Peter also explains another emerging trend in diet culture is juicing or a juice cleanse whereby meals are replaced or eliminated in place of fresh squeezed fruit and vegetable juices.
“When we juice our fruit and vegetables instead of eating them whole, we end up throwing away a lot of the best bits like fibre. Fibre is important for helping us feel full and to encourage a healthy digestive system,” Peter said.
“It’s a different story if you are adding something like a banana or spinach into a smoothie and not just drinking the juice of it. That would be considered a healthier option because you’re retaining all those nutrients.
“For those trying to manage their energy intake and weight, an important consideration is the energy density of juices and smoothies. For juices the calories are provided in the form of natural sugar and consuming these foods in liquid form can lead to overconsumption. One tip is to consider whether you would eat the ingredients in whole form in a single sitting?”
Chloe also questions how this method would promote weight loss or if it would have any other health benefits.
“These types of diets usually put people into a calorie deficit, so it is common to lose weight while following a juice-only type of diet. However, they are not sustainable for a long period of time and once solid food is re-introduced, any of the weight that has been lost will likely be regained,” Chloe said.
“In terms of health benefits, drinking fruit and vegetable juice would be better than having no fruit and vegetables at all. There are juice cleanse diets out there where people replace some or all meals with fresh squeezed juice. Any time you are relying on just 1 or 2 core food groups instead of all 5 you are putting yourself at risk of micronutrient deficiencies and malnutrition.

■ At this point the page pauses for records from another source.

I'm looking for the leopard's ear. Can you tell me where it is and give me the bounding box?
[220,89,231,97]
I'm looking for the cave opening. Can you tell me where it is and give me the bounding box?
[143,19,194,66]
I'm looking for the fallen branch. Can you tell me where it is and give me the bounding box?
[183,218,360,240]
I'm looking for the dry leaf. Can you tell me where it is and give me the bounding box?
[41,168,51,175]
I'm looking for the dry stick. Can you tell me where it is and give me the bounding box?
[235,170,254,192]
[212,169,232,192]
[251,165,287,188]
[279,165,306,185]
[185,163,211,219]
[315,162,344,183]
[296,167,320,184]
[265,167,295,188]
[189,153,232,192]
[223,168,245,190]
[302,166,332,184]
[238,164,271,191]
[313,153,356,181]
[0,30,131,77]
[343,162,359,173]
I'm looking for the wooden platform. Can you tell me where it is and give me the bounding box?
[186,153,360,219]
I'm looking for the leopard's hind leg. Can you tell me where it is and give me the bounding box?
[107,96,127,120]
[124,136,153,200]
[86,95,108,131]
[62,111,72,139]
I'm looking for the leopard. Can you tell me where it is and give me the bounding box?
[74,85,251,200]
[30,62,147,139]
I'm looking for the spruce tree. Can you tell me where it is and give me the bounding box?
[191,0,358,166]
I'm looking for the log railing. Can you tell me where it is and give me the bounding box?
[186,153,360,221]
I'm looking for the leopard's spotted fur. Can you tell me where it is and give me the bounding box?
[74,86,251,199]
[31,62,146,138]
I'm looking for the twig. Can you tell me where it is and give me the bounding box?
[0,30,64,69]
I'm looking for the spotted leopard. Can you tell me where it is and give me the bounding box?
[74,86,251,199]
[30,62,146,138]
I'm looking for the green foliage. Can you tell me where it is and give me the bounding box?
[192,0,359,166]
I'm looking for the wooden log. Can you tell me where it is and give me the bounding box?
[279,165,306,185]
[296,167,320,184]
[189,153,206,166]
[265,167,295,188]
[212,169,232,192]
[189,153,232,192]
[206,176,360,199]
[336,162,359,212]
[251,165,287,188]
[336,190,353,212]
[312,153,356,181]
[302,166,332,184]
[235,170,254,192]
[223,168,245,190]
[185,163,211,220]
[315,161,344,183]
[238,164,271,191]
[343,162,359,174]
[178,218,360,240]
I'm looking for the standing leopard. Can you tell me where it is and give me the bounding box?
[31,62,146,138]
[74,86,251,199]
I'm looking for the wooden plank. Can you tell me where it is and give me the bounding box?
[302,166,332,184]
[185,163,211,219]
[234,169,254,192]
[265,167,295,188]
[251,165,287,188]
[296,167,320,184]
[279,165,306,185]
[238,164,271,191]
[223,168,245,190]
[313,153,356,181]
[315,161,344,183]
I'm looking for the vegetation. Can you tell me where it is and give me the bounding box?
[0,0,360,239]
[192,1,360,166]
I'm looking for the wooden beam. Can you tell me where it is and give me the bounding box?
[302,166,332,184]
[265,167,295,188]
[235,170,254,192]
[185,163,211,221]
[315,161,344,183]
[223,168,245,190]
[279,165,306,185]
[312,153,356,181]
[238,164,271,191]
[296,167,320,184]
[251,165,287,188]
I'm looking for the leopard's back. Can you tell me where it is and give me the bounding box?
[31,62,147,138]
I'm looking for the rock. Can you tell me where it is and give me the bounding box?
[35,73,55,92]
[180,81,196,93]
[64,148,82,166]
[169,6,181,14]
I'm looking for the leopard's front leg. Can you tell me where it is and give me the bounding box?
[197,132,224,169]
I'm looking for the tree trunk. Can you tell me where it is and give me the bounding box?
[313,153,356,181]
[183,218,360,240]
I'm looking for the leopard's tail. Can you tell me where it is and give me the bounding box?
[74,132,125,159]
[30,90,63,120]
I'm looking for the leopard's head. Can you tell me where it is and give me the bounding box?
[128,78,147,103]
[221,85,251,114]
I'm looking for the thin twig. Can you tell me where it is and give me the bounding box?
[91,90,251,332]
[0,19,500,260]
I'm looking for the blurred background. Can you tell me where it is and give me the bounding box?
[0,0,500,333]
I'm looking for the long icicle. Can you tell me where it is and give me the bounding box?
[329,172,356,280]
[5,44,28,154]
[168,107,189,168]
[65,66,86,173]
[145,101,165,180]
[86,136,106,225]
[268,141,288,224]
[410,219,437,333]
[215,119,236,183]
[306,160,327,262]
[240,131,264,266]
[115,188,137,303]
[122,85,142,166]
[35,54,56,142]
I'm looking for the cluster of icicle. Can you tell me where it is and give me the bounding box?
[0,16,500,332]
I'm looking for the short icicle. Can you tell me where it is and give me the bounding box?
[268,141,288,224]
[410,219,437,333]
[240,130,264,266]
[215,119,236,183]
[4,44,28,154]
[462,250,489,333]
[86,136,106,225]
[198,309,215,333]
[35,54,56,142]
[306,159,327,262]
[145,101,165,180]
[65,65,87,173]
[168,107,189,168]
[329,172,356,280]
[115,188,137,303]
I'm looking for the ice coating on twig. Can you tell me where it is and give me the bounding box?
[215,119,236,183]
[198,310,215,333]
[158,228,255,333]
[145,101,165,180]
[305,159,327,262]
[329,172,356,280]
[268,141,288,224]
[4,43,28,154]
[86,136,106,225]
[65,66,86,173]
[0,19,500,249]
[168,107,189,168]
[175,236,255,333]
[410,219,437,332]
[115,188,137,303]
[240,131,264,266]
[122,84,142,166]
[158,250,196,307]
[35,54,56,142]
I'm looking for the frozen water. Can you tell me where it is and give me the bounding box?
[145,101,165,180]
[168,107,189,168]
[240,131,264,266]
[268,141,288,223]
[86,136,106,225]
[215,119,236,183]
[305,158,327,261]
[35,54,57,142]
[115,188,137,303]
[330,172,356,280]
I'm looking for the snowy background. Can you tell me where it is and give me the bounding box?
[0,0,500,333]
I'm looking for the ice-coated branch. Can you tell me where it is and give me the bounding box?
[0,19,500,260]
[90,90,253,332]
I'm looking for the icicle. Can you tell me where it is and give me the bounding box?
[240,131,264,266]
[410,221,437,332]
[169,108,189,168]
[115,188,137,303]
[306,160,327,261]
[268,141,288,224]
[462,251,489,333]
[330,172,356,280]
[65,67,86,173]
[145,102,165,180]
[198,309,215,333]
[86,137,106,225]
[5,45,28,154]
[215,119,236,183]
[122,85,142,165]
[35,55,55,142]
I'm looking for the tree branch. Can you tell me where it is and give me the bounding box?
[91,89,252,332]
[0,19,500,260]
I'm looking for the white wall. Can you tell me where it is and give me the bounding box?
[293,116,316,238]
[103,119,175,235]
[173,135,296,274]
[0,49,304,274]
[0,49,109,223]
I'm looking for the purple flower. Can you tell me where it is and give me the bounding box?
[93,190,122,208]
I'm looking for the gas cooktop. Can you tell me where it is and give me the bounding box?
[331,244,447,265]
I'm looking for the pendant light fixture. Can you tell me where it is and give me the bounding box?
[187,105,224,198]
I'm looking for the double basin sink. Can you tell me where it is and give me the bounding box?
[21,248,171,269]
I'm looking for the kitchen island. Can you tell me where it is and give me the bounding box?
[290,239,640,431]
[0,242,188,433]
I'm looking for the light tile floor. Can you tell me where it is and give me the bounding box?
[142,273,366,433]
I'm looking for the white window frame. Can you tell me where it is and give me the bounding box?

“This can also have some negative side effects as juice is not as filling as solid food so often people can feel very hungry while following a juice cleanse diet. People can drink a large amount of calories from fruit in seconds, whereas if that person were to eat the actual fruit, it would take a much longer and be significantly more satisfying.”
Chloe warns excluding some of our major food groups can result in micronutrient deficiencies and could potentially lead to malnutrition
“A person could be at risk of micronutrient deficiencies, malnutrition and also potentially exclude foods that they enjoy. The best dietary pattern is one that you can follow for a lifetime and that works for you, incorporating as many of the five core food groups as you can. If you are interested in seeking further advice, get in touch with an accredited practising dietitian through Dietitians Association Australia,” Chloe said.